Company directors are so confident about the economic outlook it could be the turning point, after a sustained period of flat wage growth.
Research by the Australian Institute of Company Directors released on Thursday also found half of bosses put the need for reform of personal taxation ahead of company tax changes.
The six-monthly director sentiment index produced by the institute shows confidence at its highest level in at least seven years.
Such optimism also expands to the outlooks for the US and European economies.
Almost three-in-five directors expect their businesses to expand over the coming year, are optimistic about the wage outlook and anticipate a further decline in the jobless rate.
The institute's chairman Elizabeth Proust said these positive results come at a time of the strongest employment results since 1994.
"So the fact that directors are so confident about employment and wages growth over the coming 12 months suggests the economy may be turning a corner after a sustained period of flat wage growth and investment," Ms Proust said on Thursday.
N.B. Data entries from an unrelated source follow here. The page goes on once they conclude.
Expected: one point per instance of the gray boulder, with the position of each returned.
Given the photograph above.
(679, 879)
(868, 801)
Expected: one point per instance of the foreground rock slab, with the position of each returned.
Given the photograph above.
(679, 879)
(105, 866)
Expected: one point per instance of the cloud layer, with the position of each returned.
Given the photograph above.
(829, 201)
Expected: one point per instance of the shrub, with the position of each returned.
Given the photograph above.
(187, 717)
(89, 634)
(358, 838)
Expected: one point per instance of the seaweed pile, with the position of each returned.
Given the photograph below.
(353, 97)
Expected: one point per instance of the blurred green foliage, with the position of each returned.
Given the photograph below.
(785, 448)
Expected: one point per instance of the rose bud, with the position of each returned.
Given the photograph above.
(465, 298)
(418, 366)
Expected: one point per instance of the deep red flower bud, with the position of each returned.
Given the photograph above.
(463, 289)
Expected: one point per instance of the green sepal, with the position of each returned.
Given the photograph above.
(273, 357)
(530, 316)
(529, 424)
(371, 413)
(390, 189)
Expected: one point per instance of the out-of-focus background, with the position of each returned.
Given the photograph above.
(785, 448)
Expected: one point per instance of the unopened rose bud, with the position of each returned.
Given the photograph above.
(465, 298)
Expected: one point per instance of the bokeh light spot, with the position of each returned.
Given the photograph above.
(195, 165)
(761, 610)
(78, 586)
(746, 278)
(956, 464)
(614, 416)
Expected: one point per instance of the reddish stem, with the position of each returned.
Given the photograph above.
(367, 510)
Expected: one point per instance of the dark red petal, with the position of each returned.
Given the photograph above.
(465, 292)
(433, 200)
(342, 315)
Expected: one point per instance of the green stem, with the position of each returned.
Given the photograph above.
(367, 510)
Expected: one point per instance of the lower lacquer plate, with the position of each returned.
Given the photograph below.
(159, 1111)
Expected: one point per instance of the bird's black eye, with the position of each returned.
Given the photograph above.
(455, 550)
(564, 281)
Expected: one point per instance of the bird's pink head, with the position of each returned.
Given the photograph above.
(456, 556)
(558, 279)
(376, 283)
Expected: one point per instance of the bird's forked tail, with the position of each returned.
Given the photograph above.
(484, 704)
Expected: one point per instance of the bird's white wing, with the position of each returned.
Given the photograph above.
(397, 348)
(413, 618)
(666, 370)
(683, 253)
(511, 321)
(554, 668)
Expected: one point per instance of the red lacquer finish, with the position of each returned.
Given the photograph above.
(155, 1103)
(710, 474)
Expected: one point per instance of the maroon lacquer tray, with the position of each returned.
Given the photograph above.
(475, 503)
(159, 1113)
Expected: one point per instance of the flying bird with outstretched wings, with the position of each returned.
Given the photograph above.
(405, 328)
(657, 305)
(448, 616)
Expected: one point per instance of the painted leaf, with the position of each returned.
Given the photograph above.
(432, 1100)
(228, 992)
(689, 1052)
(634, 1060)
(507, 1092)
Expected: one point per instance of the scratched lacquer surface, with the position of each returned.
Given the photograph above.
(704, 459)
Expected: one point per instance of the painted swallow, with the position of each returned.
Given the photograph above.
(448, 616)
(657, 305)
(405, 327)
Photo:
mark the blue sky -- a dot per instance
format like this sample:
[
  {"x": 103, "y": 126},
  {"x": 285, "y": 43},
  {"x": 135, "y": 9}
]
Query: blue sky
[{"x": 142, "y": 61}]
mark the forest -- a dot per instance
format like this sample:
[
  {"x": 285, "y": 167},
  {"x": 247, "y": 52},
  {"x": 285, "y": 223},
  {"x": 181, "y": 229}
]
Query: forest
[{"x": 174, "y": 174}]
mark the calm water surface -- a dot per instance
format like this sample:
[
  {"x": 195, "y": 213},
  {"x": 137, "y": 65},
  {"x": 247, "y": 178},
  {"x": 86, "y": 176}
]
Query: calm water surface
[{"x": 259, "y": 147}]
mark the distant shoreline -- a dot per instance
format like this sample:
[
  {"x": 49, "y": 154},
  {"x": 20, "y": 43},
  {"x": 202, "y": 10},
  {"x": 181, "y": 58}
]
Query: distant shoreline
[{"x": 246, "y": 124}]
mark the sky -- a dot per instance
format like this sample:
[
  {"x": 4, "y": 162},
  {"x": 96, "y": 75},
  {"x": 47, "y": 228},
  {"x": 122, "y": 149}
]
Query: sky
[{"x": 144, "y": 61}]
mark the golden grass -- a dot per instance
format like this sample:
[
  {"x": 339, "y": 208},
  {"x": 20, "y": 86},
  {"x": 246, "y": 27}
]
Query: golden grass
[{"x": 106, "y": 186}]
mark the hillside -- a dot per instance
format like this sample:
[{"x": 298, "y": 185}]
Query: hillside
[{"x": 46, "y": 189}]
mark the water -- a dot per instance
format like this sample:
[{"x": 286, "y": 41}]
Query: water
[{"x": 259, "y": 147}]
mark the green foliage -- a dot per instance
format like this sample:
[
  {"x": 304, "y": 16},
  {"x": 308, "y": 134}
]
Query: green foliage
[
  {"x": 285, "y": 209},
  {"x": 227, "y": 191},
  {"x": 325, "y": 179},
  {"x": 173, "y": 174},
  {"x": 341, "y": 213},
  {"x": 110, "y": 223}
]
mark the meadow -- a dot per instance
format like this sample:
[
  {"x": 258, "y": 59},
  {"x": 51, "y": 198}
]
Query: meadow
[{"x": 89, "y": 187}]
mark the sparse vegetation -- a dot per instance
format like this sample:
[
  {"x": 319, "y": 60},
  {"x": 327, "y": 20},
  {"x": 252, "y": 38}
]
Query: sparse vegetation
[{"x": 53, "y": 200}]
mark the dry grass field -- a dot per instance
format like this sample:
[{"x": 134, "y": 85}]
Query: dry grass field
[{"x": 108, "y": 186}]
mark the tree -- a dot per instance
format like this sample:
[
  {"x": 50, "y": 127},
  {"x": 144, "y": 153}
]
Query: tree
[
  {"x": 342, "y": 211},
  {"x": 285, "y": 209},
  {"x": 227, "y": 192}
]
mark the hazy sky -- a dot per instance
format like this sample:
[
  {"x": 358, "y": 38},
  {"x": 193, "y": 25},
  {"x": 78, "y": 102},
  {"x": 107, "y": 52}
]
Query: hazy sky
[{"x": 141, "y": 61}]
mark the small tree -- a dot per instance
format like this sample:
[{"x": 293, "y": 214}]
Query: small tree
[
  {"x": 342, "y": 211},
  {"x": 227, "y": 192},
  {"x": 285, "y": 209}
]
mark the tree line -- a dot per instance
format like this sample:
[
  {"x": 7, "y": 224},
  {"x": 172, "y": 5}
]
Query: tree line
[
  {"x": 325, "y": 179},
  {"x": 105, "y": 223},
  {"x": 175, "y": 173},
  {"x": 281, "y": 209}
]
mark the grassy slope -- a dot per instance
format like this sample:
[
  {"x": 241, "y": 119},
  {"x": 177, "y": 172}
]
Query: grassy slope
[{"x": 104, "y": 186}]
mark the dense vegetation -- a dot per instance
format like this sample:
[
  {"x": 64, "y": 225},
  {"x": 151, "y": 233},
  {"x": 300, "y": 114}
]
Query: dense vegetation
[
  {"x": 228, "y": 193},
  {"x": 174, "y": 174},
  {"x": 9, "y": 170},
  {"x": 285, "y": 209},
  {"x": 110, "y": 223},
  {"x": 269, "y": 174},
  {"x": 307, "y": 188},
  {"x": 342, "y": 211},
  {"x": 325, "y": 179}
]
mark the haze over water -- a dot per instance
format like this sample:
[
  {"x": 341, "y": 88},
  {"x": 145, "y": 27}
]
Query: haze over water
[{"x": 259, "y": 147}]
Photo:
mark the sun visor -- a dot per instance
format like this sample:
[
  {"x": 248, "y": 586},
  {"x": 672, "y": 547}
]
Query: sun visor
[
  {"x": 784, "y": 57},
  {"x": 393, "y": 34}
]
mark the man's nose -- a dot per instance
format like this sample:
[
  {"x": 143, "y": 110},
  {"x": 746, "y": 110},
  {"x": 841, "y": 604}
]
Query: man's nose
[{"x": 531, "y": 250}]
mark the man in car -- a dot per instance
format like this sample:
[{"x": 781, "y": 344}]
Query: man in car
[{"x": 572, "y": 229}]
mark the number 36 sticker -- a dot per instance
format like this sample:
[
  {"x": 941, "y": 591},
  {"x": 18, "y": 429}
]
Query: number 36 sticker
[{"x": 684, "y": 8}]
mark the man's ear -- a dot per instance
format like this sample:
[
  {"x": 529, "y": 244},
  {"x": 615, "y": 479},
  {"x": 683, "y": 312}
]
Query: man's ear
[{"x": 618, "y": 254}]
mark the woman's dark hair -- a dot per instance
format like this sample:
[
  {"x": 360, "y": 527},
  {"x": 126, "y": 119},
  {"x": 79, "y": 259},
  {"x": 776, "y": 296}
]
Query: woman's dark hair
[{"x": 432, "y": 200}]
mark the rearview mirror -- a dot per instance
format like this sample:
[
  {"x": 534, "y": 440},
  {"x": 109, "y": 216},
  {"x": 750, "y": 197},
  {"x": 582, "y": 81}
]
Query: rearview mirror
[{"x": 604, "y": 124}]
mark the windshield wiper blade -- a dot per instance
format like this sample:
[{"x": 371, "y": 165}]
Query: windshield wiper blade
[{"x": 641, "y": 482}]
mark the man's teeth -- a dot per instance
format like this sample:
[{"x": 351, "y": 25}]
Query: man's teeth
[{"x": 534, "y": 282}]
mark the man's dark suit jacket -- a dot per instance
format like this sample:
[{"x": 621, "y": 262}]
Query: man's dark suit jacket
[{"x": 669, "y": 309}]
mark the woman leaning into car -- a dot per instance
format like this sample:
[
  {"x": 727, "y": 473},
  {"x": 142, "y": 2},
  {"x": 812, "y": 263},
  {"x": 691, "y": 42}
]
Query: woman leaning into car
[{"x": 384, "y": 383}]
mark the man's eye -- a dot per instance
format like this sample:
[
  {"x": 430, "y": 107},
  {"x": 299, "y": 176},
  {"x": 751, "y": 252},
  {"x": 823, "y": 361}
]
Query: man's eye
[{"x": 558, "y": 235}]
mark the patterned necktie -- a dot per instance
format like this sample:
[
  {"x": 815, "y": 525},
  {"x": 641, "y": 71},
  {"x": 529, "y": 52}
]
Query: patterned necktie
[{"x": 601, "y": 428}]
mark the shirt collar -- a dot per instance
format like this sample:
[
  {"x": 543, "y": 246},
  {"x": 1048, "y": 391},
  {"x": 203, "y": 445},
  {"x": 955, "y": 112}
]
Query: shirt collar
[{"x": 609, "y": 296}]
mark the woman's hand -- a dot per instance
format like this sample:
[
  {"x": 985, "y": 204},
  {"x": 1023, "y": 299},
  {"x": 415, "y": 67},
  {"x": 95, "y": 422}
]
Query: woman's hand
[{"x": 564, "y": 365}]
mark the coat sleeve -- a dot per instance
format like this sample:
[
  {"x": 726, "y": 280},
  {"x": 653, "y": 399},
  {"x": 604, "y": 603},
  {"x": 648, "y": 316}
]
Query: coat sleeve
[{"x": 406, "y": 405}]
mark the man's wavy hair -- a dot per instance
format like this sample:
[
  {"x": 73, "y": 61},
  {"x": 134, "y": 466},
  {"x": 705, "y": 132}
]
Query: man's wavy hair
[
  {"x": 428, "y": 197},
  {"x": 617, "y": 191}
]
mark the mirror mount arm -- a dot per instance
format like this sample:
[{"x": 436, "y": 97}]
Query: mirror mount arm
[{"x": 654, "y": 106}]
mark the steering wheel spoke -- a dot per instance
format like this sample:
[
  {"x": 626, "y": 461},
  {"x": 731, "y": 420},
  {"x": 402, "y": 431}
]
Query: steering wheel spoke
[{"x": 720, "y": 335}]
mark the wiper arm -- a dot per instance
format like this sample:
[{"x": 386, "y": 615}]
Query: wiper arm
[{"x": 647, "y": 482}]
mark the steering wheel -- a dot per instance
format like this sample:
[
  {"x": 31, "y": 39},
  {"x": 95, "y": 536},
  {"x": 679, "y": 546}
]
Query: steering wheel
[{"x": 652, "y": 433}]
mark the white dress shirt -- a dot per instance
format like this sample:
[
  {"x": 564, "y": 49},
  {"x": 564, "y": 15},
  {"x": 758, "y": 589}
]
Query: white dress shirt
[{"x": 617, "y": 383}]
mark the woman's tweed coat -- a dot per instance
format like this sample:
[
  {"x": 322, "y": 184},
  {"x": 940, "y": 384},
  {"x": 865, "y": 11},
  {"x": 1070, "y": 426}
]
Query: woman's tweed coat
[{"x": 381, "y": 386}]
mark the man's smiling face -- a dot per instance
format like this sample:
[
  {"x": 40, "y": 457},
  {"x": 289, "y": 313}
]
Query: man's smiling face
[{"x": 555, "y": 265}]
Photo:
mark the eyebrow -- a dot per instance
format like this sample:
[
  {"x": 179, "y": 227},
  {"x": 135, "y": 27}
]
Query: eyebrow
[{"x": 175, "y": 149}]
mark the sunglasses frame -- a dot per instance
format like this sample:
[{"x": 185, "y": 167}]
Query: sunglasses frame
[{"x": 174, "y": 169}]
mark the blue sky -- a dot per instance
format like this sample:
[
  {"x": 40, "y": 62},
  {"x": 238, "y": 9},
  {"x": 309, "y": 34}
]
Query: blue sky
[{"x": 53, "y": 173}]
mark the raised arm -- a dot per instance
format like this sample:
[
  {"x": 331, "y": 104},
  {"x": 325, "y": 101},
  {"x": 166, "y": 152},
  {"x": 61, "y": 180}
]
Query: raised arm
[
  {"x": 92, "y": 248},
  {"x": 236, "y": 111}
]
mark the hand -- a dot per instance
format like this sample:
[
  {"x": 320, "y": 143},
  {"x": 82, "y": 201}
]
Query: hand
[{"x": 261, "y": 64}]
However, the survey also calls for politicians to lift their game with 83 per cent rating the quality of public debate as poor or very poor.
It urges less focus on short-termism while expressing an urgent need to address energy policy.
"Directors clearly feel the current impasse over energy policy is holding us back, but in the long-term infrastructure remains the big-ticket item to grow our productivity and prosperity," the institute's managing director and CEO Angus Armour says.
On taxation reform, half nominated personal tax as the top priority, followed by company tax (47 per cent), multinational tax arrangements (43 per cent) and state-based taxes such as payroll tax (43 per cent)
Of the boards themselves, 53 per cent of directors said they were actively seeking to increase gender diversity.